As another example, last class, we needed to calculate the product of gdp-per-cap and population size for each year and each country. We did this efficiently in a single step for all years and countries with a mutate(), prior to defining our loop or function.

gap_europe <- gapminder_est %>%  # Here we use the gapminder_est that includes information on whether data were estimated
  filter(continent == "Europe") %>%
  mutate(gdp_tot = gdp_per_cap * pop)


A (not very computationally efficient) alternative would be to do this calculation for a specific country with a for loop and using square bracket indexing to select the i’th element of a vector.

gapminder$gdp_tot <-  vector(length = nrow(gapminder))

for (i in 1:nrow(gapminder)) {
  gapminder$gdp_tot[i] <- gapminder$gdp_per_cap[i] * gapminder$pop[i]
} 


To understand how this loop is working exactly the same way as our previous loop, have a look of the list of elements 1:nrow(gapminder) that we loop over.

1:nrow(gapminder)

You see that this just gives a vector of integers from 1 to the number of rows in the gapminder data. Each of these numbers in turn get assigned to i as we run through the loop.
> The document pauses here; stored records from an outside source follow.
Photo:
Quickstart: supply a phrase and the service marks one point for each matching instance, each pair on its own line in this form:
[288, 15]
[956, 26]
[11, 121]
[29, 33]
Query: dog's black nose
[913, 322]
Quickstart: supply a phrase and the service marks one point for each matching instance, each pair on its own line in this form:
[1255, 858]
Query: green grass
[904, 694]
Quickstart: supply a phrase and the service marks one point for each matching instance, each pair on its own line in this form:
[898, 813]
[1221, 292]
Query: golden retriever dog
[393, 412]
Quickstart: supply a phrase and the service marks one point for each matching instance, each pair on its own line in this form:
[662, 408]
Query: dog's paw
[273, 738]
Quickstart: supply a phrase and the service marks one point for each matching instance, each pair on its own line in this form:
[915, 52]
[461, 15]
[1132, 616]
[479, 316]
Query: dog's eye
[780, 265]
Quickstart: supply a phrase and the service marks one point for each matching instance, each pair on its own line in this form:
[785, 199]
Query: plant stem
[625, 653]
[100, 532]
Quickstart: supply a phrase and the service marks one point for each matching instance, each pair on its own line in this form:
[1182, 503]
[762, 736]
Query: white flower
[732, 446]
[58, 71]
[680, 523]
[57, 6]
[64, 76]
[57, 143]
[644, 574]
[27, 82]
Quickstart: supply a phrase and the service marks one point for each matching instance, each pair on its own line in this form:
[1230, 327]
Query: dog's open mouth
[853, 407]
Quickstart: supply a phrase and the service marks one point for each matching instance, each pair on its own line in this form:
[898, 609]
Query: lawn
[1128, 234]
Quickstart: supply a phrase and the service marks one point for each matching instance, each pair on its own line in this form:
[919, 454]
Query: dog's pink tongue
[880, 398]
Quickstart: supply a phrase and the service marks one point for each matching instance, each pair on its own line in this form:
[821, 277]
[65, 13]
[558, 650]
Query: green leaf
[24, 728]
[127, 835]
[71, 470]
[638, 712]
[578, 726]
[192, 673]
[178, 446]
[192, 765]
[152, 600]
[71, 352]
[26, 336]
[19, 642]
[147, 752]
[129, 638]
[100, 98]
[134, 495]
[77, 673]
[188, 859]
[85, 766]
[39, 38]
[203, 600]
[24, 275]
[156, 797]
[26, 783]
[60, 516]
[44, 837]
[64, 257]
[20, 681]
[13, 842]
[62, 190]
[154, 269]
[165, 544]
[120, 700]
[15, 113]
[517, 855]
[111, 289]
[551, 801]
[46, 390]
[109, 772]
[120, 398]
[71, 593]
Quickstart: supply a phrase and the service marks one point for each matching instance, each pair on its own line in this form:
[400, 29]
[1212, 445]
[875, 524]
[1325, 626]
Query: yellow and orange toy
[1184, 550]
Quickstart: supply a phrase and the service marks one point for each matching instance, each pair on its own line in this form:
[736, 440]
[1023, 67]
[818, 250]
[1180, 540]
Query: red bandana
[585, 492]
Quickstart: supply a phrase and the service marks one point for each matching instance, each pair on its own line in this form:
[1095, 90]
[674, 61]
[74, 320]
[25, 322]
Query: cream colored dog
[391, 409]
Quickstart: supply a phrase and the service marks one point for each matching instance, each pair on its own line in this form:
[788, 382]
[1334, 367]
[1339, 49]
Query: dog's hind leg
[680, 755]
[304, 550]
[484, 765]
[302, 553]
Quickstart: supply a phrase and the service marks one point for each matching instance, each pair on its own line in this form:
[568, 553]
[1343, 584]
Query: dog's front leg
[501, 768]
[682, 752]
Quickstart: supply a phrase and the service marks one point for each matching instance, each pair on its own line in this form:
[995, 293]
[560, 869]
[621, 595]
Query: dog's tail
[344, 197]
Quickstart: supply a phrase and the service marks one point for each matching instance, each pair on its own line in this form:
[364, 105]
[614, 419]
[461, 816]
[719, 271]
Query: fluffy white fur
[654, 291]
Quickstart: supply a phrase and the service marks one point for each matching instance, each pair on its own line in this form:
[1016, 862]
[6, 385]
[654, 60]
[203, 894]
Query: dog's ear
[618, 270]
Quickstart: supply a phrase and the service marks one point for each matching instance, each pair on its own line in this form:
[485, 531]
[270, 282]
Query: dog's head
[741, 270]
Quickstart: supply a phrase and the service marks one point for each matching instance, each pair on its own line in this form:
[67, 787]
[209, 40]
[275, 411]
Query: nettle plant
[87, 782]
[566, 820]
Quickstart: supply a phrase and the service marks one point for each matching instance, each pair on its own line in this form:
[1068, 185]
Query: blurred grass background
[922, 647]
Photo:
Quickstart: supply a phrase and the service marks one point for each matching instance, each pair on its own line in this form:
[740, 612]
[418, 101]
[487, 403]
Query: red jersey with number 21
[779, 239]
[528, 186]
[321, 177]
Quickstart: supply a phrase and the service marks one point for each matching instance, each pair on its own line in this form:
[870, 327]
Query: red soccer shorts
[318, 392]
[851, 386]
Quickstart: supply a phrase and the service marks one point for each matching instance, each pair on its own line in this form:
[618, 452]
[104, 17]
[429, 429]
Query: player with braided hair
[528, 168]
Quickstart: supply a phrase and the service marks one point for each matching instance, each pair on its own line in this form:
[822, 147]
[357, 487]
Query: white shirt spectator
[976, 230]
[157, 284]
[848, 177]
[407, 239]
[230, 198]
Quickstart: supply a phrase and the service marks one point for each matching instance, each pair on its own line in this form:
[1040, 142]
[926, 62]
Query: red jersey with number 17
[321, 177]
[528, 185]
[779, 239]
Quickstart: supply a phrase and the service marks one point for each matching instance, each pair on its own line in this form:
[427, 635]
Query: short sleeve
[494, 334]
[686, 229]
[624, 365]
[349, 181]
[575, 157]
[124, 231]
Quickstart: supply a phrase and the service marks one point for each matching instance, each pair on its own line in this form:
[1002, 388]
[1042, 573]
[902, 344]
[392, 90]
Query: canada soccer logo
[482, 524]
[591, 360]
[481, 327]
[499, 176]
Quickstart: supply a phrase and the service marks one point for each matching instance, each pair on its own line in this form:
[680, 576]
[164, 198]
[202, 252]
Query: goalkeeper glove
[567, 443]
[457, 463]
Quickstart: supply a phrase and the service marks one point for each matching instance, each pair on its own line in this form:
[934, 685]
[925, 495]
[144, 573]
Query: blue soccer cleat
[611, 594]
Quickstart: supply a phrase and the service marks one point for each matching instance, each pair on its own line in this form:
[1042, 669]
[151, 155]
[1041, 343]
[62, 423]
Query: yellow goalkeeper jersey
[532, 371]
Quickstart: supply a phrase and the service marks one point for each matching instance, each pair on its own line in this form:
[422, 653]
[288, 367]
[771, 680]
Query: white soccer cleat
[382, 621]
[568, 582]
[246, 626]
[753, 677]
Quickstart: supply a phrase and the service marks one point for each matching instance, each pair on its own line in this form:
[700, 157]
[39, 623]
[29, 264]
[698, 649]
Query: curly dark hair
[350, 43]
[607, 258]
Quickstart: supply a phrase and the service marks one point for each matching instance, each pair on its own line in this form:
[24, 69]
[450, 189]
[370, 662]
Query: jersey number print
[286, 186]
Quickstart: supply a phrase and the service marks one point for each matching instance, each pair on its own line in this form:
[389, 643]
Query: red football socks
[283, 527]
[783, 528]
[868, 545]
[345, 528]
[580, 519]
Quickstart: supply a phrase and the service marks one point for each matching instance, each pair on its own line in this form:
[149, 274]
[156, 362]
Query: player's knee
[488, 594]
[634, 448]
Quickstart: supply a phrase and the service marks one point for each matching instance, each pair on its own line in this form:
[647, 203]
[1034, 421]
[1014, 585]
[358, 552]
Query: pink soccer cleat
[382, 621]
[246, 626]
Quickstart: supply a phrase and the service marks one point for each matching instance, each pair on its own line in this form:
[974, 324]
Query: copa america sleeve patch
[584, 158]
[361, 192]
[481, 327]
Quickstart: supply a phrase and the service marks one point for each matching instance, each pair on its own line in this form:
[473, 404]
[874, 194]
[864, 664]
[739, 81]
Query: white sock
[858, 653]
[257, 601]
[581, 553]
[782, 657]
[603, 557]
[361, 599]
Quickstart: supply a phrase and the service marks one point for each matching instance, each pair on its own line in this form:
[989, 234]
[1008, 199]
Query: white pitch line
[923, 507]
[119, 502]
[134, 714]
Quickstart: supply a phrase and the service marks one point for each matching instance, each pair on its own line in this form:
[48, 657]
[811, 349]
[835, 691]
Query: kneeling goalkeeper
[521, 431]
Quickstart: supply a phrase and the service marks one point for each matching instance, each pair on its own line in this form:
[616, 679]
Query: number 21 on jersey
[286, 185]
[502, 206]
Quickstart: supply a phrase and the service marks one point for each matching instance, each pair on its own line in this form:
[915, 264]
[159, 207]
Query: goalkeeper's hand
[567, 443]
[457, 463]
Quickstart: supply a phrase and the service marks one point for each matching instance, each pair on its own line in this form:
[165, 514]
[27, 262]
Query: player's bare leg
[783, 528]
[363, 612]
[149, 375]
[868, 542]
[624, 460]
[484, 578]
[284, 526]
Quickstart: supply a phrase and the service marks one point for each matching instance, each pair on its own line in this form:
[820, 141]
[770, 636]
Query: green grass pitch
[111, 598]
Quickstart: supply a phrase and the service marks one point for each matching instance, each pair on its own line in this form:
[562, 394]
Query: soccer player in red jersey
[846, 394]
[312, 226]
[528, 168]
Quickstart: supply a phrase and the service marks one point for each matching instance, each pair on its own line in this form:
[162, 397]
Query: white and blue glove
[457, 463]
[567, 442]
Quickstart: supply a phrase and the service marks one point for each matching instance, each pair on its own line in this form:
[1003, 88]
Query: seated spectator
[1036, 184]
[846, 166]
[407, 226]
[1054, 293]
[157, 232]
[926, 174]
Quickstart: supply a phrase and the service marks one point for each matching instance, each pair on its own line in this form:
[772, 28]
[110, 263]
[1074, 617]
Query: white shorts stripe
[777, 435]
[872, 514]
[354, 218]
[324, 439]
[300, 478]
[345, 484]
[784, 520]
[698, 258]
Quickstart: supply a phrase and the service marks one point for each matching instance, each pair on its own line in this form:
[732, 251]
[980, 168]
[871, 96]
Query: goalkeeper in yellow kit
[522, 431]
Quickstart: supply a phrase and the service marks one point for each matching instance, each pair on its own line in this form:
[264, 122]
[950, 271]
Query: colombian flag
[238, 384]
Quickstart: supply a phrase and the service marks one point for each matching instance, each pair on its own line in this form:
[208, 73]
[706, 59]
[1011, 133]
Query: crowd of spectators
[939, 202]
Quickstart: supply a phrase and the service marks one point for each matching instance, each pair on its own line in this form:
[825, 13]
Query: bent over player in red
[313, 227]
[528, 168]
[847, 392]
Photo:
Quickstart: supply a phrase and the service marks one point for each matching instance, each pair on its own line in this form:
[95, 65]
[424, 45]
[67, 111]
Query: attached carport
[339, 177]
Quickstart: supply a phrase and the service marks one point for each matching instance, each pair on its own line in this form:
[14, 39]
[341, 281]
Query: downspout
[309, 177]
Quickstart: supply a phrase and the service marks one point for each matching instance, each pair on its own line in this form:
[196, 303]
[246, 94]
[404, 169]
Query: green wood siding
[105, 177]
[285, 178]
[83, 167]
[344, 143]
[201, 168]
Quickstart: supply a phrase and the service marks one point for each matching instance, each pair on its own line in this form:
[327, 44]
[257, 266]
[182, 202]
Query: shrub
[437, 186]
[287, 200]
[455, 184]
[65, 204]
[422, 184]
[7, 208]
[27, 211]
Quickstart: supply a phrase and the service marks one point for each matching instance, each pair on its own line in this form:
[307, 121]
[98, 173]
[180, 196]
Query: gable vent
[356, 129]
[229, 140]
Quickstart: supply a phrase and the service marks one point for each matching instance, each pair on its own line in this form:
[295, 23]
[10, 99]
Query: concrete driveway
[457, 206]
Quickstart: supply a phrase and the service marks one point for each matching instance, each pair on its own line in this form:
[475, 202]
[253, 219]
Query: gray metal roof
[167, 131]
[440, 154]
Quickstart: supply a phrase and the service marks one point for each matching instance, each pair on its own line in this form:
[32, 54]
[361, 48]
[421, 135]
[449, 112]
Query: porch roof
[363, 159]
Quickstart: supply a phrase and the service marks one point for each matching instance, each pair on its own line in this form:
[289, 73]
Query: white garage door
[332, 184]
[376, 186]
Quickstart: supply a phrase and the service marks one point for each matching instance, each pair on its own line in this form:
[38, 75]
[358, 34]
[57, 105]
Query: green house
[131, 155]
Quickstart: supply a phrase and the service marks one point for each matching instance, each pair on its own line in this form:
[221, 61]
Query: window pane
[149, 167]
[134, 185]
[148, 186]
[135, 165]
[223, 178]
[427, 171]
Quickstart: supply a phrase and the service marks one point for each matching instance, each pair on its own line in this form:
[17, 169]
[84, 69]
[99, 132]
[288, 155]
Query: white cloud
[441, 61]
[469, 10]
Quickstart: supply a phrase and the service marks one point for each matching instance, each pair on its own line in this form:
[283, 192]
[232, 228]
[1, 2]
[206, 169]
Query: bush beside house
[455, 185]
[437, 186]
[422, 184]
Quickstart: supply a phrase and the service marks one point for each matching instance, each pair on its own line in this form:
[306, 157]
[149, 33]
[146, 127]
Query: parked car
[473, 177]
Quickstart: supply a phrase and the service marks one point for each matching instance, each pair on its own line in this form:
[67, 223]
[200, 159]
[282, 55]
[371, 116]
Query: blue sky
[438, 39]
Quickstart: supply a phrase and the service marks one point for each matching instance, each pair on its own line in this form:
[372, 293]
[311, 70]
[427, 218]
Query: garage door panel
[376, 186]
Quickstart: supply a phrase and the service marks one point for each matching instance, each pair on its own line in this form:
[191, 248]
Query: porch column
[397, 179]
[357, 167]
Functional programming and map functions

For loops are a great place to start implementing iteration in our code because they make iteration very explicit, so it’s obvious what’s happening. However, for loops are quite verbose, and require quite a bit of bookkeeping code that is duplicated for every for loop. Functional programming (FP) offers tools to extract out this duplicated code, so each common for loop pattern gets its own function. If you are going to implement a lot of iteration in your code (which many of us will), I strongly recommend that you learn about the map functions in the purr package. R4DS provides a great introduction.